Его голова исчезает в футболке, и на секунду он лишен возможности смотреть на сестру. Но за эту секунду по лицу Виты молниеносно проносятся сразу несколько совершенно разных выражений: довольное, задумчивое, а потом вдруг появляется глубочайшая обида, нос словно сам собой распухает и глаза наливаются слезами.

– Ну и пожалуйста! – визгливо кричит она и бежит к лестнице. Пять ступенек она преодолевает благополучно, на шестой спотыкается, падает и начинает реветь, но не как обычно – как-то слишком тихо. Поворачивается к нам, и я вижу, что из носа у нее идет кровь. Я не сомневаюсь, что упала она специально, но как Вита умудрилась так разбить нос? Венька, конечно, забыв обо всем, мчится к ней и начинает успокаивать. Наверху, из-за кустов тутника, появляется Мишка и вопросительно смотрит на все это.
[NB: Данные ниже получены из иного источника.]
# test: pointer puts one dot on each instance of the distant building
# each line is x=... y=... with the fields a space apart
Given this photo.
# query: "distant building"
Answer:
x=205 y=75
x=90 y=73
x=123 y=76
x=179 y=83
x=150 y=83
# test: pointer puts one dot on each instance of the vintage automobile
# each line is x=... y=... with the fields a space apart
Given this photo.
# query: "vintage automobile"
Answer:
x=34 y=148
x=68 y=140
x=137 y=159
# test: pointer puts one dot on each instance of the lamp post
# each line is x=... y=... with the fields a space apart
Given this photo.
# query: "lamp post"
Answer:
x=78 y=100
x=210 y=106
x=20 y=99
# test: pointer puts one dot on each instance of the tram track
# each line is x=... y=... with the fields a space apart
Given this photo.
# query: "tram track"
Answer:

В руках у него спиннинг.

Через минуту Венька поворачивается к нам. На его лице растерянность, испуг и досада.

– Слышьте, мужики? Давайте, плывите без меня. Витке что-то плохо – говорит, голова кружится, тошнит. Придется вызывать ей врача. Давайте, а я ее домой отнесу!

– Как же так?! – кричит Антоха, и все начинают возмущаться, все толпятся вокруг Виты, оглядывают ее и говорят, что она не так уж плоха, предлагают сначала отвести ее домой, а потом плыть. Осторожный Рафик предлагает все перенести, и общее возмущение теперь выплескивается на него.